Plusieurs démarches sont désormais centralisées sur le site du SPF (Ministère du Travail flamand - Belgique) :

  • Modèle de diagnostic amiante

  • Notification préalable de travaux

  • Demande d’agrément

  • Inscription sur la liste des interventions simples

  • Déclarations des organismes de formation.

Campagnes européennes à venir

Des lignes directrices européennes sur la gestion des risques liés à l’amiante au travail ont été publiées.

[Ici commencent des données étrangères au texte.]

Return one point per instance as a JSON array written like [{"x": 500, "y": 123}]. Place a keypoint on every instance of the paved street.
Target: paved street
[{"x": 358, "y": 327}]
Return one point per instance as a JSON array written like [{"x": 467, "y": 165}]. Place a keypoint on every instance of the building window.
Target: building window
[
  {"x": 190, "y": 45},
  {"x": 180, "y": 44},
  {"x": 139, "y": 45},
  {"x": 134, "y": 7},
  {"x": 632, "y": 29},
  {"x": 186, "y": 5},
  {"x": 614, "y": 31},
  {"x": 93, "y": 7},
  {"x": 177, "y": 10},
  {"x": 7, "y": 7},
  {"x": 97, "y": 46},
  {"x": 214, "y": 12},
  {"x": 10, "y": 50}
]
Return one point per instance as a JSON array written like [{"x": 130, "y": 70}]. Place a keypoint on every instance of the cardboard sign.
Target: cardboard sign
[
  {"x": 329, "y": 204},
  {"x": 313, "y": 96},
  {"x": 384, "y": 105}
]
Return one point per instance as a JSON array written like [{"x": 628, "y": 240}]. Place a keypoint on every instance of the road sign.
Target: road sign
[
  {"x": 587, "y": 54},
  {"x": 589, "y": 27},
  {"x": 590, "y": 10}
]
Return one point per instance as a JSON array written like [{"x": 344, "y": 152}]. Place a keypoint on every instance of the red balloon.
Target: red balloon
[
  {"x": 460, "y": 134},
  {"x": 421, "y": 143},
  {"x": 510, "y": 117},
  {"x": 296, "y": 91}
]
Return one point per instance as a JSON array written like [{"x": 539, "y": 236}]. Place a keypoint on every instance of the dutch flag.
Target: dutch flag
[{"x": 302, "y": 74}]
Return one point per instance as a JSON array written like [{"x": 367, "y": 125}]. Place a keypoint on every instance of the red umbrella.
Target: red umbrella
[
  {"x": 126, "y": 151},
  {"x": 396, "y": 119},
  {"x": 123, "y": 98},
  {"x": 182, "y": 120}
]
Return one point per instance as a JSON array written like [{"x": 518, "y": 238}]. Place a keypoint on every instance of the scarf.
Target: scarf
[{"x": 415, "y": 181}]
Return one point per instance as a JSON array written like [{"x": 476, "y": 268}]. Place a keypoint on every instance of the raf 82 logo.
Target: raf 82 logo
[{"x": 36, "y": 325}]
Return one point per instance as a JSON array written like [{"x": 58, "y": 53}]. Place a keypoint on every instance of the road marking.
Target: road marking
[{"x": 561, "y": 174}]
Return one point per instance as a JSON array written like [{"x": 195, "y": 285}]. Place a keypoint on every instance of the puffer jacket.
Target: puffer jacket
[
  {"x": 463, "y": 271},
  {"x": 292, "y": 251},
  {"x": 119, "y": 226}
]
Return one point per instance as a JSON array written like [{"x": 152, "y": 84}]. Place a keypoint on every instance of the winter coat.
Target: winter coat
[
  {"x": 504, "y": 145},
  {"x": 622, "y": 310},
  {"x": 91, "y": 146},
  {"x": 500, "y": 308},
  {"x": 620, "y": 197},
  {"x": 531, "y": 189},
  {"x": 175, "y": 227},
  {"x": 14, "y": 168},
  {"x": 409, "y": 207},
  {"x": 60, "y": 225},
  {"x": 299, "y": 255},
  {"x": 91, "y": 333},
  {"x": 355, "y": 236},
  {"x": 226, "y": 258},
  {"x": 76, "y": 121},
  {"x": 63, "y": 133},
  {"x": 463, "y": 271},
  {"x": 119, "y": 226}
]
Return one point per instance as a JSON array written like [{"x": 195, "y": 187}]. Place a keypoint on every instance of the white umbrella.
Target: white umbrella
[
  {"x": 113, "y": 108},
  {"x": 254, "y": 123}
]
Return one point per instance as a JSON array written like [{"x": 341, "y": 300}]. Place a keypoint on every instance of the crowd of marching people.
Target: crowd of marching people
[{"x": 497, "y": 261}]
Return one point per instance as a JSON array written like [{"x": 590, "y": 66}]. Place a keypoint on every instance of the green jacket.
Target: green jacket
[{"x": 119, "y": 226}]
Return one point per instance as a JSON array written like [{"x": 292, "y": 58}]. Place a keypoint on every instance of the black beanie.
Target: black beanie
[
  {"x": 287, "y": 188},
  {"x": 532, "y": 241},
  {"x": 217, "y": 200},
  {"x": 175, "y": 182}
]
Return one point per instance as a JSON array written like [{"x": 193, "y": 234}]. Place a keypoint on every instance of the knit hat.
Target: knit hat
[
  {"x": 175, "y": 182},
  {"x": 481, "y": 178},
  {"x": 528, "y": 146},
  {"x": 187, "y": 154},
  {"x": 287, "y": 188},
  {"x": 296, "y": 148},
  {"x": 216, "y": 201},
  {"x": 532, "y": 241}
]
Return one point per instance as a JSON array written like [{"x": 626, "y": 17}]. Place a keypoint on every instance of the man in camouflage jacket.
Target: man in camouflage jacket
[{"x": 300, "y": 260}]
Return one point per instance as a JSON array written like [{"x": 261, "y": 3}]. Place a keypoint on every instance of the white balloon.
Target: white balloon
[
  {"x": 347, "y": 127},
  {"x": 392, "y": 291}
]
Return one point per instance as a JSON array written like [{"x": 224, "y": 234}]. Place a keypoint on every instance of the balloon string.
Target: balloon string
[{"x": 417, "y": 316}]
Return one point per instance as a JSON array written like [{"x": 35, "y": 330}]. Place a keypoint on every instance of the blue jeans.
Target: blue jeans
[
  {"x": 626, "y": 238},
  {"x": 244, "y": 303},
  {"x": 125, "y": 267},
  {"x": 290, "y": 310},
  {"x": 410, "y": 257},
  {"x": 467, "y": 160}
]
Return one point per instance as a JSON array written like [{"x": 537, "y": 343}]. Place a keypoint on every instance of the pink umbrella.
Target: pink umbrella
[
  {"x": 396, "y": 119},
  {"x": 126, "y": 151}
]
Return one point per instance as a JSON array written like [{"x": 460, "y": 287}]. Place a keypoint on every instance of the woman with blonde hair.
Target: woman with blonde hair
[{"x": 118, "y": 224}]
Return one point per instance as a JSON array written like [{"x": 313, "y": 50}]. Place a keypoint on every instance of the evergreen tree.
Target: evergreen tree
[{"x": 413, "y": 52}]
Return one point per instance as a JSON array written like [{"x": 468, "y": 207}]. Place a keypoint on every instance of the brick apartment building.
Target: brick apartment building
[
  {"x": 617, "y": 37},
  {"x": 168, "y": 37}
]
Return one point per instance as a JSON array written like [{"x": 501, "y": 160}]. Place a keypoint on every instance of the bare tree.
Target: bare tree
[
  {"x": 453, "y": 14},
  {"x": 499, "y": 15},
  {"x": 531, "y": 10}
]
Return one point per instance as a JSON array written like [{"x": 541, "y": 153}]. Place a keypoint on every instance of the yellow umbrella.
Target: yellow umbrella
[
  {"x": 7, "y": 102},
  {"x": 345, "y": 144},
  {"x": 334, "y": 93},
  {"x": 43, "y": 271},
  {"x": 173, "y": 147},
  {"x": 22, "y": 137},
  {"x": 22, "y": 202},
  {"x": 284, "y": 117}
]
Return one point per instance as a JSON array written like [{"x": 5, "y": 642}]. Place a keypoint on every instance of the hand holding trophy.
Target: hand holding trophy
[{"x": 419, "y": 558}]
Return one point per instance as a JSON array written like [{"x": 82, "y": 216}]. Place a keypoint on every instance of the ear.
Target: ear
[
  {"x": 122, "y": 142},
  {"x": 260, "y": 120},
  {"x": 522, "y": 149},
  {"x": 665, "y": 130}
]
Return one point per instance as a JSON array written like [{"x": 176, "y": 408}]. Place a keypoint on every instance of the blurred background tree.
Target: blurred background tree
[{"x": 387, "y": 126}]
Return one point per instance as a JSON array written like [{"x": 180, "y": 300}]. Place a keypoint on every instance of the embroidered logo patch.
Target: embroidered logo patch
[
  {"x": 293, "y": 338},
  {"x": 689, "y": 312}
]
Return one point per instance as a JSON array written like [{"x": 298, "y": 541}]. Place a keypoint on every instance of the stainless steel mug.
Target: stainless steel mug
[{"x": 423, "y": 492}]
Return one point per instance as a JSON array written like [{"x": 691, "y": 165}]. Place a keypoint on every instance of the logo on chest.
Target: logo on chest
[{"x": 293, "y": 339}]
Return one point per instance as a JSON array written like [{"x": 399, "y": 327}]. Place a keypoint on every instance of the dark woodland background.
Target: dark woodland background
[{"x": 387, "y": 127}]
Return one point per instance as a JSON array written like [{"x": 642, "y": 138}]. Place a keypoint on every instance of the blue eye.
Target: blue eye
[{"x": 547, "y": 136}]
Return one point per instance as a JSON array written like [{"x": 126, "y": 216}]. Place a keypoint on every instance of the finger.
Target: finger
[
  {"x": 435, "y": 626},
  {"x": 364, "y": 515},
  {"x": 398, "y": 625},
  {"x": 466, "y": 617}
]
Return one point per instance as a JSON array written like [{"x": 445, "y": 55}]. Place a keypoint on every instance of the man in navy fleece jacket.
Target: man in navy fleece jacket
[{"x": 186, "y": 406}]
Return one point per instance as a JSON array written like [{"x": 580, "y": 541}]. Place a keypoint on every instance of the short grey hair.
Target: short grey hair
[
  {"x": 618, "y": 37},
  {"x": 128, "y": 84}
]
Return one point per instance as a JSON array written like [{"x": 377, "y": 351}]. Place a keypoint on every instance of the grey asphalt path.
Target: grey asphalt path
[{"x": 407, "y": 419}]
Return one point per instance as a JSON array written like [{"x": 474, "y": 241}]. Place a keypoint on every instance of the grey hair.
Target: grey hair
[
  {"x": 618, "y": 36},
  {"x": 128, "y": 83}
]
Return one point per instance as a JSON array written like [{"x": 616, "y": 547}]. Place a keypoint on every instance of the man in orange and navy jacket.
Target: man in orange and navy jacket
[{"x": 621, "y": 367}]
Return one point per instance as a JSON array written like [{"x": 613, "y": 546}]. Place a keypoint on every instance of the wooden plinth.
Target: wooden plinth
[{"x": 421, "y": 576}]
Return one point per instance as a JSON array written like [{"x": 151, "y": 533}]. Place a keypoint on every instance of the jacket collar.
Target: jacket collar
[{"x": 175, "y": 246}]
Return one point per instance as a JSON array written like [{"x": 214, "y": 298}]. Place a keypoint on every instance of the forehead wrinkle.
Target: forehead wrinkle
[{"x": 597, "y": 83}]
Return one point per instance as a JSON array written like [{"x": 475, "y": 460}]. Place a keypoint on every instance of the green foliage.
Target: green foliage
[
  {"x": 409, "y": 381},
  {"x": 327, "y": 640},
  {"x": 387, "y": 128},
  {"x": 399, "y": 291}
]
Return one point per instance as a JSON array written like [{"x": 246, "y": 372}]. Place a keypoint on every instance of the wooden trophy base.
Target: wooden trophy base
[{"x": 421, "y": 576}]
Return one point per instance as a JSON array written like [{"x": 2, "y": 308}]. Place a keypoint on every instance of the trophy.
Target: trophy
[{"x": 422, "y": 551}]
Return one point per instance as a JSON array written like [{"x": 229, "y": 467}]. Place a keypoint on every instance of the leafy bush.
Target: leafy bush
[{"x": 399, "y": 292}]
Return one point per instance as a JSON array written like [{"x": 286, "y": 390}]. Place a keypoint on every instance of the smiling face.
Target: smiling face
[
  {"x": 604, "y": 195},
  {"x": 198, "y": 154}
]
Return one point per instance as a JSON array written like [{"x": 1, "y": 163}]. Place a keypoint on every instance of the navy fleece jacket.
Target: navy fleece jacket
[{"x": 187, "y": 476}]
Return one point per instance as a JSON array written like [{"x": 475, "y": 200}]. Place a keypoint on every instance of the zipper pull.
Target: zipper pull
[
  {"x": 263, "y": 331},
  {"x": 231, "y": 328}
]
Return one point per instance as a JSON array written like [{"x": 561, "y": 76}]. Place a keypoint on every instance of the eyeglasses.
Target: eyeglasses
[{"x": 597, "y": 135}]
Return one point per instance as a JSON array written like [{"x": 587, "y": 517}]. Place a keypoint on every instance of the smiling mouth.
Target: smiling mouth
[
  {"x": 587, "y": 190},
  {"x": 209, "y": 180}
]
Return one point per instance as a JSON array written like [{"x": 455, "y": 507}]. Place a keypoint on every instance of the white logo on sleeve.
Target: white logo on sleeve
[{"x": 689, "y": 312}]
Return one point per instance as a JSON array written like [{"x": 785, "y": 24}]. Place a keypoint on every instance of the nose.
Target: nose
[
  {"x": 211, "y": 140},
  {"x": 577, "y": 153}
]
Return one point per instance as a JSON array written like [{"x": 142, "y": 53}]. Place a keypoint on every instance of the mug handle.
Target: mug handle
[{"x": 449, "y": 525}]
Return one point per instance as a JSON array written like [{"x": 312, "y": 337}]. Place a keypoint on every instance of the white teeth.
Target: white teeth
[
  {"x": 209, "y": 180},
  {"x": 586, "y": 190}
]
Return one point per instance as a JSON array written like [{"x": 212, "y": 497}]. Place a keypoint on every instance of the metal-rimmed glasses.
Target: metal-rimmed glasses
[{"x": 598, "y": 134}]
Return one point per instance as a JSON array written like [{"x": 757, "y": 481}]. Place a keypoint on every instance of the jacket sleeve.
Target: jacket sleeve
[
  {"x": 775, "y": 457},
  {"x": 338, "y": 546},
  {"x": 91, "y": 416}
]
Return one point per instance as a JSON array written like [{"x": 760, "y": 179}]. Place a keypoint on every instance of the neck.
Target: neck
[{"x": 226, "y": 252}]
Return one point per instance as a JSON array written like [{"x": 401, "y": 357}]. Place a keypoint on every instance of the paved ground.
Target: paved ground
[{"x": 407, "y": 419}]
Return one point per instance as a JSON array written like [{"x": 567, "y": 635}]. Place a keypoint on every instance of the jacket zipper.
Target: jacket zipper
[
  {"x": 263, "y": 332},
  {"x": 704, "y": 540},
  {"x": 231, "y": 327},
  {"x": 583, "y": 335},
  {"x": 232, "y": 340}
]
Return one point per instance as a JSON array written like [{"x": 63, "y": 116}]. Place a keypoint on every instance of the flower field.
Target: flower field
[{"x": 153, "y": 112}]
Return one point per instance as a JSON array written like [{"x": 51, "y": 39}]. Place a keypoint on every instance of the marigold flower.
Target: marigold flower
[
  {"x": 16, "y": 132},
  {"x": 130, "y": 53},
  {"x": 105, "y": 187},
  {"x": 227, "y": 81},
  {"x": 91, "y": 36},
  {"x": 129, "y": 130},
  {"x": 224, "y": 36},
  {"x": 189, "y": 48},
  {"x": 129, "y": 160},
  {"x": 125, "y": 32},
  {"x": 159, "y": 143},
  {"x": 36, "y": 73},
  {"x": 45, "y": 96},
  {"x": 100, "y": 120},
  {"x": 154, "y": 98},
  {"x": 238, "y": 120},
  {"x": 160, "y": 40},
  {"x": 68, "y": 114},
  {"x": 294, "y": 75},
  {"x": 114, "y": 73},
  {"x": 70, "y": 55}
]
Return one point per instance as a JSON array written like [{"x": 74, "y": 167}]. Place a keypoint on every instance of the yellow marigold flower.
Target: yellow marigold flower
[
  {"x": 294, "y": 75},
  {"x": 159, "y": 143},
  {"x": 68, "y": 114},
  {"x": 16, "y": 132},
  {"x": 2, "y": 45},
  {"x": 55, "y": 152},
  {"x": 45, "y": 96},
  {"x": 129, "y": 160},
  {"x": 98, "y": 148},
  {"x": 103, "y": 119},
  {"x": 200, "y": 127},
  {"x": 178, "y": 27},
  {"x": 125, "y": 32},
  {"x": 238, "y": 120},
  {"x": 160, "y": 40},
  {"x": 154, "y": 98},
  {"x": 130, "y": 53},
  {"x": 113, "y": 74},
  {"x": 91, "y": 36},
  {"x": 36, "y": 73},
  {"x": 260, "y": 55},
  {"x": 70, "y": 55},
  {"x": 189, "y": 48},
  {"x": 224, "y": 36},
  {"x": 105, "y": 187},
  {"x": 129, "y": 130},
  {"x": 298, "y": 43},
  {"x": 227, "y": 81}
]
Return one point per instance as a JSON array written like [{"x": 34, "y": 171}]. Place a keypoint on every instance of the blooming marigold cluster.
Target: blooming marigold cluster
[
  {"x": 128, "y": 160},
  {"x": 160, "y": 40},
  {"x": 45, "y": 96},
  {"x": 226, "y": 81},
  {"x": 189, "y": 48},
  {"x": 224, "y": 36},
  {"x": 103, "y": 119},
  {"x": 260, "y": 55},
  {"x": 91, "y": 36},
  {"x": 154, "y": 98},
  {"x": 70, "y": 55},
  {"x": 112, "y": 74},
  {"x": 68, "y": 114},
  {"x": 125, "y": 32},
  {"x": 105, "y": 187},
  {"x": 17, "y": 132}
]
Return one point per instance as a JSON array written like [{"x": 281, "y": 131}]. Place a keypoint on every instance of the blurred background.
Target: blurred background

Une campagne d’inspection coordonnée par le SLIC (Senior Labour Inspectors Committee) est annoncée :

  • Formation des inspecteurs du travail en 2026

  • Campagne d’inspections dans les États membres à partir de 2027

Les entreprises doivent anticiper un renforcement des contrôles sur chantier.

Conclusion

Cette réforme du Code belge sur l’amiante marque un tournant majeur :

  • Abaissement historique des seuils d’exposition

  • Professionnalisation accrue des intervenants

  • Encadrement strict des interventions simples

  • Renforcement des contrôles administratifs et techniques

Les employeurs et entreprises de désamiantage doivent dès maintenant adapter leurs procédures internes, leurs plans de formation et leurs stratégies de mesurage afin de garantir leur conformité aux nouvelles exigences.